El pasado, pasado está, las cosas son como son, lo que se hace siempre se puede hacer mejor, no es lo mismo predicar que dar trigo, más eres tú…, etc., etc., hasta mil y una obviedades como respuesta a las mil y una críticas, sin duda que muchas de ellas con razón aunque, la verdad sea dicha, poco o nada constructivas. Seamos serios y empecemos a ver todo lo que sucede en España como un conjunto de problemas a resolver, todos a una y desde la parte que nos toca.
Queramos o  no queramos reconocerlo, el Gobierno lleva hecho  lo suyo en los catorce meses que lleva gobernando ante una situación a punto de catástrofe: en lo económico, en lo de la relatividad moral (no es lo mismo lo natural que lo antinatural), en lo institucional (ya está bien de particularismos cainitas) y, también, en lo de aportar soluciones ante actuales y posibles casos de flagrante y monumental corrupción.
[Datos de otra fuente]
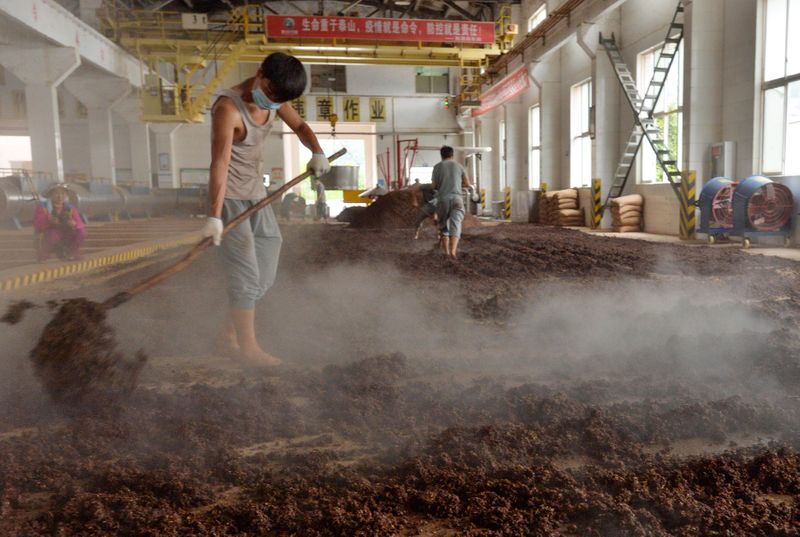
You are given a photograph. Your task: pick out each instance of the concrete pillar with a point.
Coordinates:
(166, 165)
(142, 169)
(100, 94)
(547, 77)
(139, 134)
(703, 89)
(606, 146)
(42, 69)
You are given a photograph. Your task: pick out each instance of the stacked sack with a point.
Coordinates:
(560, 208)
(626, 213)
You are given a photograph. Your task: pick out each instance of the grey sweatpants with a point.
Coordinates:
(427, 210)
(451, 213)
(250, 253)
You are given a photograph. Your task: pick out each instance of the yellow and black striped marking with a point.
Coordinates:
(597, 203)
(77, 267)
(688, 192)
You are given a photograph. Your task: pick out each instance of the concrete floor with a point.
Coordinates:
(17, 249)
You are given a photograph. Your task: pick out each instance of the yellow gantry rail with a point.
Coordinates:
(186, 63)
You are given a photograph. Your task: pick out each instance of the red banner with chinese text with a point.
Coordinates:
(503, 91)
(298, 27)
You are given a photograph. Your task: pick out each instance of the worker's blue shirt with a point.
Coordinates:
(447, 177)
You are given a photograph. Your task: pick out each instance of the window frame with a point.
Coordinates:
(581, 137)
(502, 136)
(785, 82)
(534, 147)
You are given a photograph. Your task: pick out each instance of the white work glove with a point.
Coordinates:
(213, 229)
(318, 164)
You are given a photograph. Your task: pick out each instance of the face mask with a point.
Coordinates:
(262, 101)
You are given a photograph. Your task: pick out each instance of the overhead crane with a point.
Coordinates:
(187, 56)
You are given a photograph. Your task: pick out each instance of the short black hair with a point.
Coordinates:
(287, 74)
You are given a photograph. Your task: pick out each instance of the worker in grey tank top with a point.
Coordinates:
(241, 118)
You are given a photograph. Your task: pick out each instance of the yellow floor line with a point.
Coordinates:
(71, 269)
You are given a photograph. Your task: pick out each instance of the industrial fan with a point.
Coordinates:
(716, 207)
(762, 207)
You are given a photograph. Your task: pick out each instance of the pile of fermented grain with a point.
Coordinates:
(77, 359)
(626, 213)
(560, 208)
(395, 210)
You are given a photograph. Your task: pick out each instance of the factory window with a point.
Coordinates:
(780, 110)
(581, 147)
(432, 80)
(668, 113)
(502, 154)
(535, 137)
(537, 18)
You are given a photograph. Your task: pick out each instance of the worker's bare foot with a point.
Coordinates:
(257, 358)
(227, 343)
Claro que a él le corresponde la mayor parte de responsabilidad en la  corrección de todo lo corregible; pero en actitudes y formulación de leyes sí que es de justicia esperar una constructiva oposición, sobre todo, cuando está claro que ello redunda en beneficio de sí mismo y del propio partido o ¿es que creemos que la prosperidad o bien común no requiere esfuerzo personal alguno por que, sin más ni más, viene del cielo o “surge del suelo como los champiñones”, que dirían los viejos revolucionarios?  
Señor don Alfredo Pérez Rubalcaba,  Jefe de la Oposición como Secretario General del Segundo Partido Político a escala nacional.  En una situación tan compleja y difícil como la actual, también de usted depende una parte de la solución.
Somos muchos a quienes gustaría  dejase usted de marear la perdiz con ocurrencias más o menos ingeniosas pero que de nada sirven para enderezar torcidas situaciones y, sin renunciar para nada a sus aspiraciones ni tampoco a lo substancial de su ideología, ponga en práctica lo mucho que usted sabe y puede hacer para frenar la destrucción de empleo y ayudar a  la mejor vertebración de España, remontar la pendiente de la crisis, recuperar el prestigio internacional….
Sabe usted muy bien que España tiene problemas más graves que el caso Bárcenas, que, dicho sea de paso,  ya está en el lugar que le corresponde, es decir, en  los tribunales: Apunte usted, si es que lo tiene in mente, más contundentes medios para hacer fluir ese crédito que necesitan los emprendedores capaces de crear los millones de puestos de trabajo que necesitamos, sistemas para gastar menos y garantizar la continuidad del “estado de Bienestar”, poner orden en los desintegradores particularismos, etc., etc.,
Seguro que usted sabe y puede colaborar en la adecuada solución de tantos y tantos problemas, sin que, por ello, pierda el carácter de Jefe de la Oposición como Secretario General de un Partido tan importante como el suyo.  Todos los españoles se lo agradeceremos muy cordialmente.